By Chris Harris
The Poultry Site – According to the Soil Association’s Organic Market Report 2013, worldwide sales of organic food and drink reached $63 billion – more than €45 billion – by the end of 2011.
The latest figures from the Research Institute of Organic Agriculture (FiBL) and the International Federation of Organic Agriculture Movements (IFOAM) organic farming is practised in 162 countries.
In 2011 37.2 million hectares of farmland were managed organically and organic farming had a 0.86 per cent share of agricultural land surveyed.
The report says that it is estimated that there are another 32.5 million hectares of organic wild areas and non-agricultural land bringing the total organic farm land to 69.7 million hectares.
The countries with the largest organic areas of form land are Argentina, the US and Australia, which the Falkland Islands with 35.9 per cent if its land, Liechtenstein with 27.3 per cent if its land and Austria with 19.7 per cent of its land have the highest proportions of organic farm land.
Oceania has 12.2 million hectares of organic farmland, Europe 10.6 million hectares and Latin America 8.4 million hectares, while Asia had 2.8 million hectares.
The greatest demand for organic food is in the US and Europe – accounting for more than 90 per cent of sales.
Sales in the US during 2011, the latest year recorded in the report, were worth €21 billion.
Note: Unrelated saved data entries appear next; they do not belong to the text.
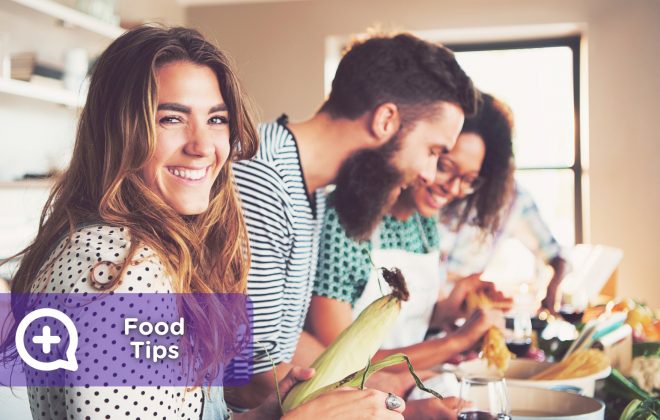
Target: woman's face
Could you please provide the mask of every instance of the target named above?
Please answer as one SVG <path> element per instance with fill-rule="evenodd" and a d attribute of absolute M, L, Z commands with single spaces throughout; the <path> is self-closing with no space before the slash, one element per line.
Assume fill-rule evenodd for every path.
<path fill-rule="evenodd" d="M 433 217 L 445 204 L 471 193 L 469 185 L 479 177 L 485 154 L 481 136 L 460 134 L 451 151 L 440 157 L 435 182 L 415 187 L 412 197 L 417 211 Z"/>
<path fill-rule="evenodd" d="M 147 186 L 182 215 L 204 212 L 229 156 L 229 113 L 213 70 L 176 61 L 156 72 L 156 151 Z"/>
In Europe, Germany had sales worth €6.6 billion, while France had sales of €3.8 billion.
While Europe as a whole is experiencing a rise in organic food sales, the UK has seen its market slide.
The UK saw a 1.5 per cent decrease in sales overall in 2011 down to £1.64 billion and the number of businesses fell by 4.9 per cent to 6,929. The amount of farmland devoted to organic farming also fell – by 8.7 per cent to 656,000 hectares.
However, the report shows that despite these falls, there are areas of significant growth for organic Products including parts of the dairy sector, large specialist retailers, home delivery, non-food products and catering.
In Europe, the highest average annual consumption was in Switzerland, where it reached €177 per person. In Denmark it was €162 and Luxembourg €134.
The highest market shares of the food and drink market for organic products were in Denmark, Switzerland and Austria.
Europe is the largest consumer of organic foods and overall organic farming accounts for 2.2 per cent of the total European farm land and 5.4 of the farm land within the EU.
Overall in Europe organic sales grew by nine per cent in 2011 to reach €21.5 billion.
The Soil Association report shows that the US organic market, while being the biggest, is dominated by large companies throughout the supply chain.
With an organic land area of 2.7 million hectares, the market is worth €22.9 billion and sales of organic produce grew by 9.4 per cent in 2011 to €21 billion. Organic products now account for four per cent of food and drink sales.
The US organic market received a boost in the middle of last year, when EU and US organic standards were recognised as equivalent, removing the need for separate certification.
The report says that Latin America with 8.4 million hectares of organic farm land is an important producer and exporter, with growing domestic consumer markets and with Brazil leading the way.
The report shows that the Asian market for organic produce is growing steadily as the awareness of organic methods bolsters demand.
Most sales are in the affluent countries such as Japan, South Korea, Taiwan, Hong Kong, Malaysia and Singapore.
Most of the organic produce, however, is imported from Australasia, Europe and the US.
The market in Australia, New Zealand and the Pacific Islands is relatively small, but Australia and New Zealand are both important producers of organic product.
The report says that Africa is a continent of mass small-scale organic farming with more than half a million producers on 1.1 million hectares of land. Almost all the organic produce goes for export and largely to the EU.
The report concludes: “Against an uncertain background in the UK there is encouraging news in the continuing growth of organic food sales elsewhere in Europe and in North America.
“This growth shows no sign of abating, and indicates that the long-term prospects for the organic market in the UK should also be good.
“It is hard to anticipate when the UK market will return to growth, but less difficult to predict that it will surely do so.
“The new wave of interest in ethical shopping among young consumers has the potential to lead the organic revival.”